The COS-STAR checklist was developed using an approach that has been recommended for developing medical reporting guidelines [6]. The intention of the COS-STAR checklist is to promote the transparency and completeness of reporting of COS studies such that COS users can judge whether the recommended set is relevant to their work. For example, although the adequacy of the description of the scope of a COS is increasing [1], further improvement is needed in order for uptake to be maximised and, in turn, assessed.

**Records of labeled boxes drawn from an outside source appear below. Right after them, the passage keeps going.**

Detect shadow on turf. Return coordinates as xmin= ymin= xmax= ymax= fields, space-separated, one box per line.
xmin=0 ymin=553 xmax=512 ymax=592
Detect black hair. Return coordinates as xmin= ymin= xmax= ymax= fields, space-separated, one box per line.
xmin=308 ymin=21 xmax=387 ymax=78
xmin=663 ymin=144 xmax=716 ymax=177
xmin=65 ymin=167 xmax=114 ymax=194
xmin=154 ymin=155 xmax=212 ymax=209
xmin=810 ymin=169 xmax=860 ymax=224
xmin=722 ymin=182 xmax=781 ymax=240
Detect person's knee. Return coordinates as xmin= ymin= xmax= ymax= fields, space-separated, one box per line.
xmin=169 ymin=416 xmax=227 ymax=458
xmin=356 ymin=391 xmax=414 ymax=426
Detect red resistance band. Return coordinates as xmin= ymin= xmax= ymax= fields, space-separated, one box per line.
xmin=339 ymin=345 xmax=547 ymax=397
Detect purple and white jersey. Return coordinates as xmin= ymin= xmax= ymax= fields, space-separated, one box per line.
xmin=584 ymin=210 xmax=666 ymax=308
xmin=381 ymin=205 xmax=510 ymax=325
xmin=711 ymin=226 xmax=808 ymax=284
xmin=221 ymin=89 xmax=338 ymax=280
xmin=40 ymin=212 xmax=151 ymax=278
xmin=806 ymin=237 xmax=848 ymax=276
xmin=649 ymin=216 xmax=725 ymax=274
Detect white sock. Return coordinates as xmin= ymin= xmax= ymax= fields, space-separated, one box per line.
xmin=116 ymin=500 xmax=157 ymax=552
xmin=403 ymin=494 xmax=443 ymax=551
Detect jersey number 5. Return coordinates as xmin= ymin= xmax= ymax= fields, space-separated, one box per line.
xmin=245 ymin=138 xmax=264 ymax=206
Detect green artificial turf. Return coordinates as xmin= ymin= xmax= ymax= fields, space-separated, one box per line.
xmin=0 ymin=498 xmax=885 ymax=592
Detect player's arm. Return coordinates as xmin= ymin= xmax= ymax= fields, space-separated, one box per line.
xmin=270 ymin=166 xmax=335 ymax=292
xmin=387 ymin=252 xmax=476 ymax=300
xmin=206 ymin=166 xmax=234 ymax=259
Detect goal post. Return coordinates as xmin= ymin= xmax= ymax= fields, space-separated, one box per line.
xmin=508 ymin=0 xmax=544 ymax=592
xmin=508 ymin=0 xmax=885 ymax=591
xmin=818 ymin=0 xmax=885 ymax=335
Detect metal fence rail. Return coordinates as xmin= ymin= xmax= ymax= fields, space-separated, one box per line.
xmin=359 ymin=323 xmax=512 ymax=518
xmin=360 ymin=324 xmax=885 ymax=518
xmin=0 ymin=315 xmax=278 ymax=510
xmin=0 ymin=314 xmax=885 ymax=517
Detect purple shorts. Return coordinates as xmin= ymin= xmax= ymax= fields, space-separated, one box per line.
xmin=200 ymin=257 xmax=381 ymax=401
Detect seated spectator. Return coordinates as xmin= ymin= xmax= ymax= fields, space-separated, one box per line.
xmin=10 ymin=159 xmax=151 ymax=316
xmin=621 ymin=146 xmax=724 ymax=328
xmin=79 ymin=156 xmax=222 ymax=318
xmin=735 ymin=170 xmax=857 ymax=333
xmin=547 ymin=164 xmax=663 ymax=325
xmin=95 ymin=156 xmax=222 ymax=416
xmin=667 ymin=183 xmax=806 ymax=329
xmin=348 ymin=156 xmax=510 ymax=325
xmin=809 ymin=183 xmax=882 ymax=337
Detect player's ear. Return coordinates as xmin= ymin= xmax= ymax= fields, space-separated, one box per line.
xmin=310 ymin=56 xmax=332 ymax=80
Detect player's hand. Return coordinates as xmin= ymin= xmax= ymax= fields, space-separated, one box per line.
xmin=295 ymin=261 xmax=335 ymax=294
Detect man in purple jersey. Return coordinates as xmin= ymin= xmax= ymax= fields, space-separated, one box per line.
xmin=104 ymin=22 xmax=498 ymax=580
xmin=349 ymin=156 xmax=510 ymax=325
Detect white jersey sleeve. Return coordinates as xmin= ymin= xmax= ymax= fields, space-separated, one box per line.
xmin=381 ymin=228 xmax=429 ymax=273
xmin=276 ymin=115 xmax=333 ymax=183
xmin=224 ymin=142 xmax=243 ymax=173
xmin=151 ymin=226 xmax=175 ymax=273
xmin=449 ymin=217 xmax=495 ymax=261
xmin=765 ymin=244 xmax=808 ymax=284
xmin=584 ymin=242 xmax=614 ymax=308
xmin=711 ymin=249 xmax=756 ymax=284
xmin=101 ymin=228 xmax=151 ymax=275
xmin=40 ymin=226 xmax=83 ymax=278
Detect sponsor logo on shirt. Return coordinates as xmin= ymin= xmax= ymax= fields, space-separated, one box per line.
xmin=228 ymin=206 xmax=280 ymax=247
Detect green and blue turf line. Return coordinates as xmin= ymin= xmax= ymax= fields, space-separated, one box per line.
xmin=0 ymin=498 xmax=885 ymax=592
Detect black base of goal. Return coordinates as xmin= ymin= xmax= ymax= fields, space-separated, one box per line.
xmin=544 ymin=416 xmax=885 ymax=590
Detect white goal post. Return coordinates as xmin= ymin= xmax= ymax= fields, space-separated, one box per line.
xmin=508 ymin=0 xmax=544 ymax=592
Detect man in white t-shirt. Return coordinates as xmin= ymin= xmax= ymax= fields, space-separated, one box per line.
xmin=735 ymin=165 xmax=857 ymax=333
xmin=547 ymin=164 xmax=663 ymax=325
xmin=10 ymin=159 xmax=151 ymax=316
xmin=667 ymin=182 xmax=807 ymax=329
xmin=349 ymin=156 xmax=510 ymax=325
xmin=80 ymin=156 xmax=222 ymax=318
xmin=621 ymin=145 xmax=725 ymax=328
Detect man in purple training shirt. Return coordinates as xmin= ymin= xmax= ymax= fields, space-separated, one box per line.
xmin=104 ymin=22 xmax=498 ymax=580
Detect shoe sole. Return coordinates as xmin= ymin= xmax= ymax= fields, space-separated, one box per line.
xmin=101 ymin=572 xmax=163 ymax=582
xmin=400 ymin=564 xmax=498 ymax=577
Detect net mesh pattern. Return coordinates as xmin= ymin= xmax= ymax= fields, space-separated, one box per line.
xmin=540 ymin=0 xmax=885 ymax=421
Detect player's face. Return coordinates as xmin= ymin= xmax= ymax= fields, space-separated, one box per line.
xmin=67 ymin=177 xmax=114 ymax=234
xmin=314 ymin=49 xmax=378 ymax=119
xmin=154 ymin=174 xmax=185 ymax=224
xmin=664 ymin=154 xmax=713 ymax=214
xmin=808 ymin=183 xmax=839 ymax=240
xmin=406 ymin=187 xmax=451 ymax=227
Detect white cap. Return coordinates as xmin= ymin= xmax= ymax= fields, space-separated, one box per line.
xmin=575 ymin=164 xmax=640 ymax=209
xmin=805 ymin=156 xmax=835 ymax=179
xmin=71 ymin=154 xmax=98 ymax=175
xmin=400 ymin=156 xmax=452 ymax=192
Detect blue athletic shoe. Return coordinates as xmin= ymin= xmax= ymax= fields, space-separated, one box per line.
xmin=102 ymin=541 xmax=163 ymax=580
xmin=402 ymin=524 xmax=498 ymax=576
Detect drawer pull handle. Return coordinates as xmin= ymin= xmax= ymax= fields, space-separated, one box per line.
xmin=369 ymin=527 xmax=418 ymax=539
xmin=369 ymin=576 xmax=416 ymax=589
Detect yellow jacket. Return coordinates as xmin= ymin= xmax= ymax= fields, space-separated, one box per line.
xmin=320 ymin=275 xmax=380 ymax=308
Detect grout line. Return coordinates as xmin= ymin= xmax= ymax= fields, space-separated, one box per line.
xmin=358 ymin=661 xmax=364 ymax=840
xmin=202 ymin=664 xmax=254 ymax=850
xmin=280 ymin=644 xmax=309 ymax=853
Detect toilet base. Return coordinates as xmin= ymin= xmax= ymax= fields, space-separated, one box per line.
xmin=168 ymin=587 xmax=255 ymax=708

The COS-STAR E+E document (S1 Explanation and Elaboration) was developed to provide an explanation of each of the COS-STAR checklist items and to provide a framework for good reporting practices, with examples, for those interested in conducting and reporting COS development work. It follows a similar format to that used in other explanatory documents [10,11]. The E+E document also describes the endorsement and implementation strategies planned for the COS-STAR Statement.

COS-STAR is not a quality assessment tool and should not be used in this way, for example, to compare the validity of similar related COS. Similarly, the checklist does not make recommendations about which methodology should be used or which stakeholder groups to include to reach consensus in COS development projects; guidance on such issues can be found elsewhere [2,12]. As an example, several studies have looked at developing COS in childhood asthma, each using different methodology and proposing slight variations in the core outcomes [1316]. The COS-STAR Statement would not distinguish which of these COS should be used, although it may be useful for critical appraisal of published COS.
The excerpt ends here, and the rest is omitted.